HuatuoGPT-II, One-stage Training for Medical Adaption of LLMs

Read original: arXiv:2311.09774 - Published 9/17/2024 by Junying Chen, Xidong Wang, Ke Ji, Anningzhe Gao, Feng Jiang, Shunian Chen, Hongbo Zhang, Dingjie Song, Wenya Xie, Chuyi Kong and 4 others

🏋️

Overview

Language models like LLaMA2 may not contain specialized knowledge needed for certain domains, like medicine
Adapting a language model to a specific domain, known as "domain adaptation," can be challenging due to differences in data used for pre-training and fine-tuning
This paper proposes a new protocol to transform heterogeneous data into a unified format to simplify the domain adaptation process
The new model, HuatuoGPT-II, achieves state-of-the-art performance on Chinese medicine benchmarks, outperforming even proprietary models like ChatGPT and GPT-4

Plain English Explanation

Adapting Language Models for Specialized Domains

Language models like LLaMA2 are trained on a vast amount of general text data, but may lack the specialized knowledge needed for certain domains, such as traditional Chinese medicine. To address this, researchers often "adapt" the language model to the specific domain through additional training.

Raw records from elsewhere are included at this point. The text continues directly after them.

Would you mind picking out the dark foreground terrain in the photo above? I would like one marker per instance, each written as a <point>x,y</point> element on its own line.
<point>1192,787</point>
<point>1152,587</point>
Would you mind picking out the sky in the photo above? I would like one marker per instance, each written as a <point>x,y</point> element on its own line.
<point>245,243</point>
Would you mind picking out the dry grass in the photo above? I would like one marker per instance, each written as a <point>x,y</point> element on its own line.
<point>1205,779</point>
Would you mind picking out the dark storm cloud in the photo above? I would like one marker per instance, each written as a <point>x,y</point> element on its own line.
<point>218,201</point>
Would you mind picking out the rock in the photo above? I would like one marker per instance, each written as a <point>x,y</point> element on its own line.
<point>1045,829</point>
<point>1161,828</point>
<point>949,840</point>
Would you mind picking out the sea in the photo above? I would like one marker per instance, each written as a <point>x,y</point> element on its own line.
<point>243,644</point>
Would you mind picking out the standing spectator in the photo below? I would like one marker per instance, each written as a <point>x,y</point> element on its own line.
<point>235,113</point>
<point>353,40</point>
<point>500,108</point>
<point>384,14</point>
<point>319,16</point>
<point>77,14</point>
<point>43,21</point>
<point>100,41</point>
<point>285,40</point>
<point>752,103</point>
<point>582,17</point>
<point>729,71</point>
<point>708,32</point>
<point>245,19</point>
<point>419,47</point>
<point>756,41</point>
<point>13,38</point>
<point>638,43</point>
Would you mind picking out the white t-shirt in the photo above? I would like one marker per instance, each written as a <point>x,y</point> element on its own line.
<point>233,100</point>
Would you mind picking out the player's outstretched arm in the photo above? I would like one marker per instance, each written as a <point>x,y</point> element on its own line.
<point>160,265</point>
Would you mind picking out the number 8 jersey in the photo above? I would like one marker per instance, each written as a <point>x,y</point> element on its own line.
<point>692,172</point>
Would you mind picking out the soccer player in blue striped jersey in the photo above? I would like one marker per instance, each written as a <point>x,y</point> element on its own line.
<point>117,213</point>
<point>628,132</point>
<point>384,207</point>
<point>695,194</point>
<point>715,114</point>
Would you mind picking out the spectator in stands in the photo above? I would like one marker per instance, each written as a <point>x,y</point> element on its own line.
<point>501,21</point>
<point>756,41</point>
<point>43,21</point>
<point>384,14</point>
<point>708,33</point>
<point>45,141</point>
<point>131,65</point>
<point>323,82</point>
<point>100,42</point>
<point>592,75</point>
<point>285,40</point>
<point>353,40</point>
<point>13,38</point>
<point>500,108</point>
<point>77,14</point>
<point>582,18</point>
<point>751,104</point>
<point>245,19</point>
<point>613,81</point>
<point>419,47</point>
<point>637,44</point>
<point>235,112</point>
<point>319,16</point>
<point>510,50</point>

However, this domain adaptation process can be challenging because the data used for the initial pre-training and the later fine-tuning often differ greatly in terms of language, genre, or format. To simplify this, the researchers propose a new approach that transforms all the data, from both the pre-training and fine-tuning stages, into a standardized input-output format.

By using this unified data format, the researchers were able to develop a new model called HuatuoGPT-II that achieves state-of-the-art performance on Chinese medicine benchmarks. In fact, HuatuoGPT-II even outperforms proprietary models like ChatGPT and GPT-4, especially in the domain of traditional Chinese medicine.

Technical Explanation

The key innovation in this work is the proposed "one-stage training" protocol that simplifies the domain adaptation process. Instead of the traditional two-stage approach of pre-training on general data and then fine-tuning on domain-specific data, the researchers transform all the data, from both stages, into a unified input-output format.

This unified format allows the model to be trained end-to-end on the transformed data, eliminating the need for a separate fine-tuning stage. The researchers validate this approach in the domain of traditional Chinese medicine, where proprietary language models like ChatGPT and GPT-4 have been shown to perform relatively poorly.

The resulting model, HuatuoGPT-II, achieves state-of-the-art performance on a number of Chinese medicine benchmarks, including medical licensing exams. Notably, HuatuoGPT-II even outperforms the proprietary models in certain aspects, particularly in the domain of traditional Chinese medicine.

Critical Analysis

The researchers acknowledge that their proposed "one-stage training" protocol relies on the ability to transform heterogeneous data into a unified format. While they demonstrate the effectiveness of this approach in the Chinese medicine domain, it remains to be seen how well it would generalize to other specialized domains with different data characteristics.

Additionally, the paper does not provide detailed information about the specific data sources, preprocessing steps, or model architectures used. This makes it difficult to fully assess the reproducibility and broader applicability of the proposed methods.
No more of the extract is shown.